Investment trusts: transfer of assets: scheme of reconstruction
TCGA92/S139(4) and TCGA92/S101
Section 139 TCGA 1992 allows for the transfer of a business, or part of a business, from one company to another under a scheme of reconstruction at a tax value that results in neither a gain nor a loss. But section 139(4) TCGA 1992 prevents that rule from applying where the company to which the transfer is made is an approved investment trust.This is because gains made by an approved investment trust are not chargeable gains.

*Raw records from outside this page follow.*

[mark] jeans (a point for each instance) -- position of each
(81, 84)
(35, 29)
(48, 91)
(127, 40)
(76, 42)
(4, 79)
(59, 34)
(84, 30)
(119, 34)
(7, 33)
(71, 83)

If the section 139 TCGA 1992 no gain/no loss transfer is made to a company that, at the time of the transfer, was not an approved investment trust, but
- at any time after the transfer becomes an approved investment trust for an accounting period, and
- at the beginning of that accounting period the company still owns any of the assets of the business transferred
then section 101 TCGA 1992 applies.
Section 101 TCGA 1992 deems the company to which the transfer was made to have sold and reacquired the assets at their market value immediately after the transfer. The resulting chargeable gain or allowable loss is then deemed to accrue at the end of the last accounting period before the one in which the company becomes an approved investment trust.
An assessment for this purpose may be made at any time up to six years after the end of the accounting period in which the company became an approved investment trust. Any recomputations of liability in respect of other disposals, or adjustments of tax, that may be necessary as a result of the application of section 101 TCGA 1992 must also be made.